The share in the result of Martinair improved to Euro - 3 mln (2000: Euro - 22 mln).

In the fourth quarter Nedlloyd achieved a result on ordinary activities of Euro - 19 mln (2000: Euro 32 mln).

Joint Venture P&O Nedlloyd

In 2001 P&O Nedlloyd achieved an operating result before interest and taxation of US $ 87 mln (2000: US $ 201 mln).

In the fourth quarter P&O Nedlloyd's operating result before interest and taxation amounted to US $ - 20 mln, a decrease of US $ 116 mln compared to the fourth quarter of 2000.

The net result for the entire year 2001 amounted to US $ 21 mln (2000: US $ 129 mln). In the fourth quarter a net result was achieved of US $ -37 mln (2000: US $ 77 mln).

The decline in the result is explained in particular by the clear slow-down in container liner trade growth combined with an increase in capacity.

These unfavorable conditions were partly offset by continued cost savings and lower fuel costs.

Growth in demand in the container liner trade is closely connected with developments in world trade.

P&O Nedlloyd carried 828,000 TEUs in the fourth quarter, almost 2% more than in the same period of 2000. For the year as a whole 2001 liftings rose by 4.7%.

Compared to the fourth quarter of 2000 average revenue per TEU dropped by 13%.

For the full year 2001 average revenue fell by 4.2% compared to 2000.

After the successful conclusion of the US $ 180 mln cost savings program P&O Nedlloyd announces it will accelerate the previously announced US $ 200 mln cost savings program, and expand it to an annualized US $ 350 mln in savings by the end of 2003.

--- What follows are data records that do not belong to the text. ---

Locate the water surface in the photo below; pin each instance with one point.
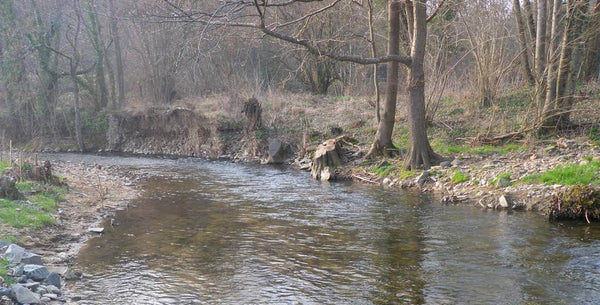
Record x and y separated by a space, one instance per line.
221 233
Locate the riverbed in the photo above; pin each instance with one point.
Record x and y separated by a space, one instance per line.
223 233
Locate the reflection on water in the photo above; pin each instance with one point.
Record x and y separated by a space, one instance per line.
218 233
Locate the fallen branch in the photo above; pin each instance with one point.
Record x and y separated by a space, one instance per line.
364 179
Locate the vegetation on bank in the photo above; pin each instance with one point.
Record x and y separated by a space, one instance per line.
4 271
586 173
38 207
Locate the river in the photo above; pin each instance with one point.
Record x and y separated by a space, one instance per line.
223 233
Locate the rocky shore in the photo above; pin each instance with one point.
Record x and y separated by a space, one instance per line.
490 181
40 264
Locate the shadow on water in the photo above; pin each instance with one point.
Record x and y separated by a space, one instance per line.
220 233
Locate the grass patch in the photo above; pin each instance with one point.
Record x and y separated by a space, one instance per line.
4 268
19 215
496 180
570 174
4 164
26 186
459 177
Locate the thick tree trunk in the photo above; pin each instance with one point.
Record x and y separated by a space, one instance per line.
383 138
420 154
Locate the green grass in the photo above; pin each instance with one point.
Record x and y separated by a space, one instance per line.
4 267
499 177
9 239
459 177
384 170
4 164
19 214
26 186
571 174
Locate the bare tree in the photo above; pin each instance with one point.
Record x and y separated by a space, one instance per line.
259 15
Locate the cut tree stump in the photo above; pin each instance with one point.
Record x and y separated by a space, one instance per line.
326 160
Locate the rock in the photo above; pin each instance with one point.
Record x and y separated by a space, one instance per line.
31 259
8 188
14 254
36 272
96 230
31 285
422 178
503 182
53 289
276 152
52 296
502 202
53 279
445 164
17 271
4 291
22 295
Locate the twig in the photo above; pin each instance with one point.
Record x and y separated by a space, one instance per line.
364 179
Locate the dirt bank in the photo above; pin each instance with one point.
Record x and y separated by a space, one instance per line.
95 192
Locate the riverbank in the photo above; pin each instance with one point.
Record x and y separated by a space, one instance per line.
94 192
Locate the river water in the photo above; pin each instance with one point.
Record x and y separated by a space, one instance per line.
222 233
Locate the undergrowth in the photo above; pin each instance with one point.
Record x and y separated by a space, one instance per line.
37 211
570 174
4 268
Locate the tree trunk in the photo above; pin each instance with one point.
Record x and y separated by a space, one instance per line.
526 66
375 67
420 153
556 113
94 33
383 138
553 58
540 55
114 30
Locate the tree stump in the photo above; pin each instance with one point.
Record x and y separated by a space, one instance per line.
326 160
253 112
8 189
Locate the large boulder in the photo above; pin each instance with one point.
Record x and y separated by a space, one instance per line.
8 188
23 295
35 272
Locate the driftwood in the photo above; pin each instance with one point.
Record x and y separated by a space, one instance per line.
253 112
326 160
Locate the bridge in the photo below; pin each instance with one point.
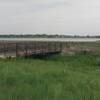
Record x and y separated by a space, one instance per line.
13 47
28 48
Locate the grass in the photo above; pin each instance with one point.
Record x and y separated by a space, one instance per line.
61 77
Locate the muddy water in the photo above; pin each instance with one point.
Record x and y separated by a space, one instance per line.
52 39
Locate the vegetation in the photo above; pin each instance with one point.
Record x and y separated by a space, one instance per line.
44 36
61 77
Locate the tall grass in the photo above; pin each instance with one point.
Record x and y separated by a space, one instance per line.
75 77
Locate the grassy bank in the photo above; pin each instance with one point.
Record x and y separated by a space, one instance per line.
75 77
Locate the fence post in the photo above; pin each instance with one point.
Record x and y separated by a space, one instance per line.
16 49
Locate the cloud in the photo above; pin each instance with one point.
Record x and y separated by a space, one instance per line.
50 16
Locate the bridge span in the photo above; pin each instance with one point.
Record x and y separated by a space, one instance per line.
28 48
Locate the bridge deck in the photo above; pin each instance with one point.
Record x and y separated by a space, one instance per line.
27 48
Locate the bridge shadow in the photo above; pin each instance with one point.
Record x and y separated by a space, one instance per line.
42 56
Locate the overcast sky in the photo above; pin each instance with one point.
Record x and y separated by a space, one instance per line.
80 17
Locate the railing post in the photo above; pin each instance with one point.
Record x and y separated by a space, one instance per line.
16 50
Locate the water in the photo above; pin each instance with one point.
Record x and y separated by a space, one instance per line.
53 39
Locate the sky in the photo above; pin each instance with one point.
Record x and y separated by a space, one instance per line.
70 17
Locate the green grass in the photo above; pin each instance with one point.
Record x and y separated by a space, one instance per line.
75 77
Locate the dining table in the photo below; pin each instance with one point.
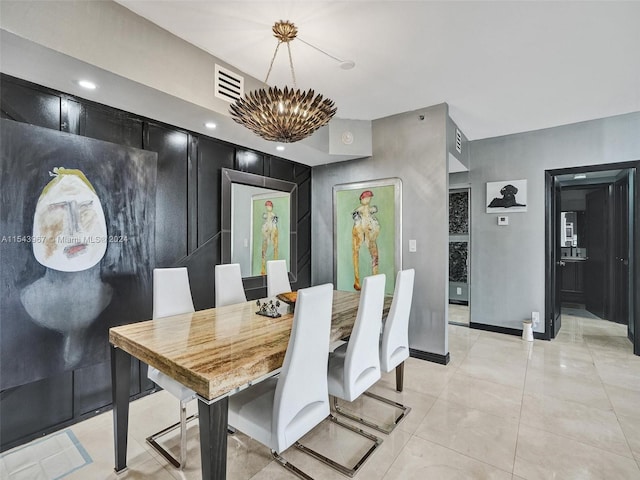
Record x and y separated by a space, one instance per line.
215 352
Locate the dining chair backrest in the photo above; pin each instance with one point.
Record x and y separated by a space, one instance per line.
394 348
302 398
171 292
228 285
362 360
277 278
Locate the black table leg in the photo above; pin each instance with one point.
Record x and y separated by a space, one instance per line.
120 379
213 438
400 377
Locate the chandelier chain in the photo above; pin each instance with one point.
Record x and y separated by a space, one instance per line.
293 73
271 64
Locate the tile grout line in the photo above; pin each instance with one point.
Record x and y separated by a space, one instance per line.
604 387
524 383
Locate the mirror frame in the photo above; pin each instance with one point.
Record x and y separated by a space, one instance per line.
229 177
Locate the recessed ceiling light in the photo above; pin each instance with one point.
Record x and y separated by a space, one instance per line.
87 84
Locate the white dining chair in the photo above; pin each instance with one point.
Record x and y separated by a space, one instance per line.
277 278
394 347
172 296
228 285
351 374
279 410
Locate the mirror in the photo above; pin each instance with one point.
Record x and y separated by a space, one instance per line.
572 234
259 222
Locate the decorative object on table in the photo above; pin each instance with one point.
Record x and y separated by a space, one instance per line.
289 297
507 196
283 115
366 231
77 233
268 308
270 228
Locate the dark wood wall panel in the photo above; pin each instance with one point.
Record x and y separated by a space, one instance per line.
35 407
29 105
249 161
212 157
282 169
171 192
304 198
187 234
200 265
104 124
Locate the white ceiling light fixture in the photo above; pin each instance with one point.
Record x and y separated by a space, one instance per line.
89 85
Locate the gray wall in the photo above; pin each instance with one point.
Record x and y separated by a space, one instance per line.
416 151
507 263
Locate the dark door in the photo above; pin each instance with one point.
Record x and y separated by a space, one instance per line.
621 251
556 254
596 284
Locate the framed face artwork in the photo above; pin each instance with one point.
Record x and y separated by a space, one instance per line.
507 196
367 232
77 248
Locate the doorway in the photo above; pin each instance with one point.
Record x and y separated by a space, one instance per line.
459 237
592 253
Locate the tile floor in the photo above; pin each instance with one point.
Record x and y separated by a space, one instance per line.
502 409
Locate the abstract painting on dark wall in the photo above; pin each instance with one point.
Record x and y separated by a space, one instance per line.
458 252
76 248
459 213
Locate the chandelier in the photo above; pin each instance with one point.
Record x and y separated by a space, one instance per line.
283 115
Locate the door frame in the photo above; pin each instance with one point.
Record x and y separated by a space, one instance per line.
456 188
634 244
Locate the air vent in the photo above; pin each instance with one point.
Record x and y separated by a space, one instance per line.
228 85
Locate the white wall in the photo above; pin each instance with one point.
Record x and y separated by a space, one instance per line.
507 263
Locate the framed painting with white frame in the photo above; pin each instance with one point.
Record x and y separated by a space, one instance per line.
367 232
507 196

For the full year 2001 the share of Nedlloyd in the result of P&O Nedlloyd was Euro 62 mln lower than in 2000 (2001: Euro 8 mln, 2000: Euro 70 mln).

The share in the result amounted to Euro - 21 mln in the fourth quarter against Euro 43 mln in the same period of 2000.

(For further details on P&O Nedlloyd we refer to the separately issued press release).

Martinair

Martinair closed 2001 with an operating result of Euro - 1 mln (2000: Euro - 34 mln).

Results improved greatly over 2001.

The measures taken as part of the "Red Alert" program have contributed significantly here.

This enabled Martinair to achieve substantial improvements to both capacity and efficiency.

Furthermore, the fall in jet-fuel prices contributed to the improved results.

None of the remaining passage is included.